How to power Arduino with super capacitor.

Hello!
What is best way to power any device with super capacitor without blowing device?

A boost switching regulator with a low input voltage range and low losses?

How much power are you after?
This little guy doesn't need many external components and works well with Low ESR supercaps.

[Edit]
Sorry, forgot to paste in the link:

What makes you think you'll blow the device.

As far as your device is concerned, it doesn't care whether you power it from the national grid, super capacitor, battery or two wires stuck into a potato.

The ability of a power source to provide current has no bearing (or is it bareing) on a devices current demand. (OK the purists will argue that the source impedance will affect current delivery capability but that only applies if you are demanding more than the source is designed to deliver)

For us complete novices in electronics, could someone show a simple wiring diagram that uses one of these "super capacitors"? I have a simple design I'm working on (basically an Arduino and an LCD powered by a 5 volt wall wart) and wouldn't mind a low cost way to have it have a short window of power backup.

OK, so I have read quite a few other threads that discuss this and it appears that powering an Arduino with a super capacitor is not a great idea.

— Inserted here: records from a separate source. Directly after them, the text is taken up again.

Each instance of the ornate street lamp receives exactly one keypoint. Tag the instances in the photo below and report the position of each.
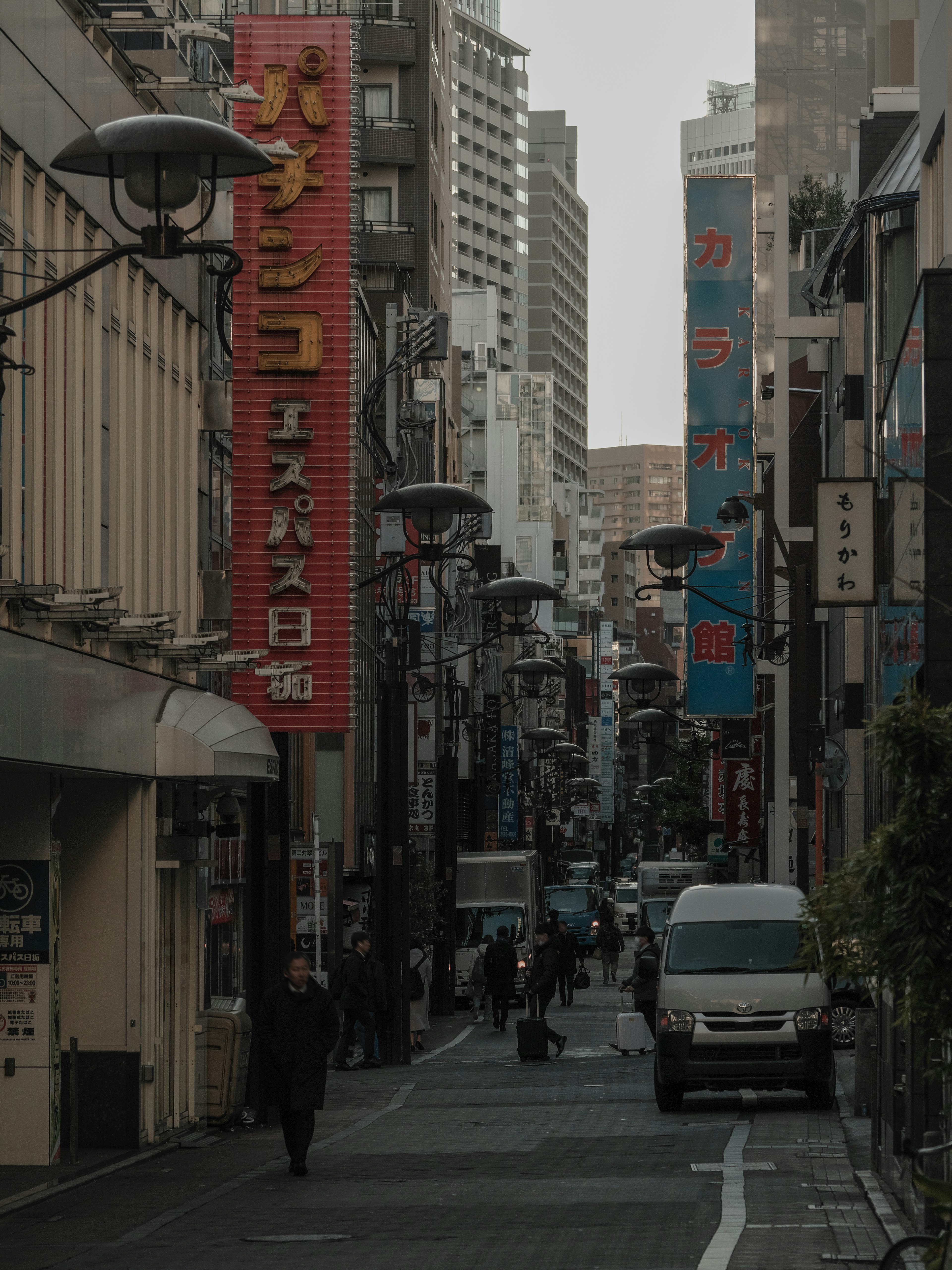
(673, 547)
(518, 599)
(534, 674)
(544, 740)
(162, 160)
(643, 681)
(432, 508)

It also looks like you can't just put in the capacitor, you need to add circuity to regulate the power coming out (maybe going in as well.) Anyway not a big deal for my project so unless I'm missing something I guess I'll abandon the idea.

Did you look at the part in reply #2? Little 5-pin part, add a couple caps and an inductor. Not much too it.
Only 'hard' part is picking a low ESR cap at digikey.

I did look at the part but being a complete newbie I had no idea how to use it for this application. What you are saying is that you can use that under $2 part to "charge" the capacitor and to "regulate" the power coming out of it. I used the quotes because I'm not sure I'm using the correct terms. It does look like it is surface mounted which at this point I have not mastered either.

How long are you looking to stay up for? With the lcd backlight it may not last long
I had a 5.5v 1F cap and it lasted a barebones 328 about 3 minutes, with just one led indicator
It lasts my mega and the 328 with a few leds about 1 minute
so for short glitches or a nice smooth power supply it should work fine but other wise not reallly
also that time is when it shuts down, its not supposed to be run 16Mhz @<5volts , probably with glitches and unpredictable results, it quickly drops below 3.5 volts within 20 seconds
and maybe now is the time to master the smd? Its really not as hard as you think it is, atleast I found out its not so bad with a little practice

It's a novelty geek clock and I was thinking it would be nice if it didn't shut down with a momentary power dropout during a storm. It's not a high precision clock and I have already got too much in material costs into it to justify adding to much more in hardware or build time. I saw a note on another clock project:
http://www.etsy.com/listing/88340957/nixie-tube-clock-black-and-clear-acrylic?ref=&sref=
about it having a super capacitor (a .33F) and thought it would be a nice touch. I can see that the backup is for the time keeping circuit and not the entire clock display. My searching on how to implement this type of backup lead me here.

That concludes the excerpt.